Теперь он видел ее преображенной и освобожденной из генетической темницы. Она шла по улице, удаляясь от него, и вслед за благоговейным восторгом его снова охватила паника – он мог потерять ее навсегда, лишиться смысла своего жалкого существования и, значит, превратиться во что‑то окончательно никчемное, ненужное Богу, брошенное на произвол жестокой судьбы уже без всякой отмазки, без льгот и без снисхождения, которые были дарованы ему, пока он охранял Малышку.

Но кто сказал, что его служба закончилась? Разве он получал от Бога соответствующий приказ? Разве Бог как‑нибудь дал понять, что Малышка больше не нуждается в услугах преданного охранника? Ну да, она выросла и выглядит теперь такой самостоятельной и независимой, однако это не означает, что ей никто и ничего не угрожает.

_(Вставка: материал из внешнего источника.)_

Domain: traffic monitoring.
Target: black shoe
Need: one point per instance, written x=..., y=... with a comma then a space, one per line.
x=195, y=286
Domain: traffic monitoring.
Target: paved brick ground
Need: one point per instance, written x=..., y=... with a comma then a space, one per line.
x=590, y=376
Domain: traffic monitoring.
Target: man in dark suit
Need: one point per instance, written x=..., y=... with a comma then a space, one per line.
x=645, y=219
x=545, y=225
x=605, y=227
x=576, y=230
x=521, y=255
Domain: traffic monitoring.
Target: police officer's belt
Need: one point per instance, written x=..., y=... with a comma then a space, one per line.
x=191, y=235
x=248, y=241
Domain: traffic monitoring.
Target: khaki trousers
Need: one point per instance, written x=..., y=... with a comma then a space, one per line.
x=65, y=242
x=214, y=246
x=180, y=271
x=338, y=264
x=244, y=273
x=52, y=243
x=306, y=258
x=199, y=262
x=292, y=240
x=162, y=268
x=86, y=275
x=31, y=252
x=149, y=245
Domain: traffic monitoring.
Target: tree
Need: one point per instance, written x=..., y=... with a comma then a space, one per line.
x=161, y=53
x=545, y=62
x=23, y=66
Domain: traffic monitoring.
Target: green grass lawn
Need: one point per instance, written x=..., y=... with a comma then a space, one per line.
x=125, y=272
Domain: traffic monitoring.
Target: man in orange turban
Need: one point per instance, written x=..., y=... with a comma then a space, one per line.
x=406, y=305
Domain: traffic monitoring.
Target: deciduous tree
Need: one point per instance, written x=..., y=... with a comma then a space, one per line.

И хотя Безлунник вряд ли появится до следующего новолуния (дату наступления которого бродяга уже вычислил ), в городе и без него хватало смертельно опасных созданий и враждебных сущностей. Чего стоили, например, эти – новые, чужие, странные , – как их ни назови, они уже начали убивать. Пока только друг друга, и это неплохо, но у бродяги было предчувствие, что вскоре всё изменится к худшему. А были ведь еще свои, старые, почти привычные… Эти тоже кое‑что знали о том, как вывести кошмары из тени и сделать их явью. Что тогда говорить о самых худших – отступниках и предателях рода человеческого, согласившихся на переезд ?..

Бродягу прошиб холодный пот, несмотря на зимнее пальто до пят, которое он почти никогда не снимал. Это был страх – не за себя, за Малышку. Пока он, кретин, стоит тут, гадая, нужен он ей или нет, она, возможно, идет навстречу своей смерти!

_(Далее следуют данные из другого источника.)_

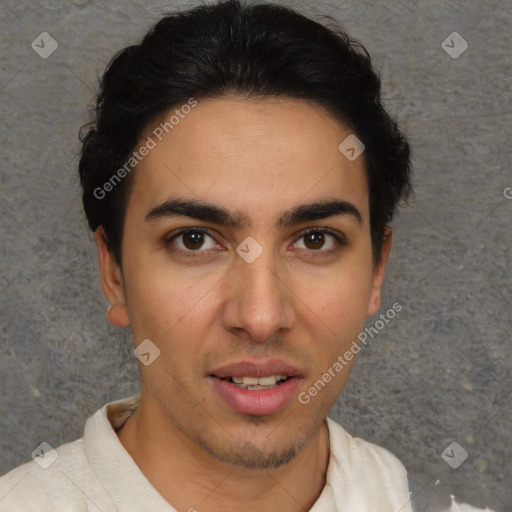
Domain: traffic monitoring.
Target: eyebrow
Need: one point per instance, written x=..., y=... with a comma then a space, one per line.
x=209, y=212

Он сорвался с места и устремился за ней, ускоряя шаг по мере того, как росла его убежденность в необходимости и дальше ее защищать.

Они двигались по солнечной стороне улицы. Она шла, глядя только вперед и отбрасывая на тротуар удивительно плотную тень. Пристроившись за ней и уже почти нагнав, он залюбовался ею сзади – чудесными длинными волосами, фигурой с выраженными зрелыми формами, свободной походкой. Странно, неужели она, спавшая так чутко, сейчас не чувствовала опасности?.. Он вдохнул новый для него аромат женщины – но уже никакая новизна и никакие перемены в облике не могли поколебать уверенности бродяги в том, что это она, его Малышка.

Он протянул руку и осторожно коснулся ее плеча.

Она остановилась, медленно обернулась к нему. Ее ноздри трепетали, словно ей не очень нравился его запах. В глазах с исчезающе маленькими точками зрачков не было радости; на губах не появилось улыбки узнавания. Она как будто не очень обрадовалась встрече со старым другом. Когда он взял ее за руку и потянул за собой, она внезапно открыла рот и начала кричать.

Такое случалось и раньше, только крик был немного иным, беззвучным . Если Малышка капризничала, он не сердился на нее. Терпеливо пережидал, зная, что с этим ничего не поделаешь. Конечно, успокаивал ее, как мог. Он и сейчас успокаивал. Гладил, утешал, пытался обнять. Почему‑то она кричала еще громче, билась в истерике, царапала его отросшими коготками. Он сказал себе: ничего страшного, просто Малышка внезапно выросла и еще сама не привыкла к этому. В конце концов ему пришлось взять ее на руки, и вскоре она затихла.

Он медленно двинулся обратно со своей драгоценной ношей. Кажется, она уснула. Ее голова покоилась у него на плече. Какая приятная тяжесть… Сердце бродяги наполнялось нежностью. Всё снова становилось на свои места. Он возвращался домой, и его Малышка была с ним.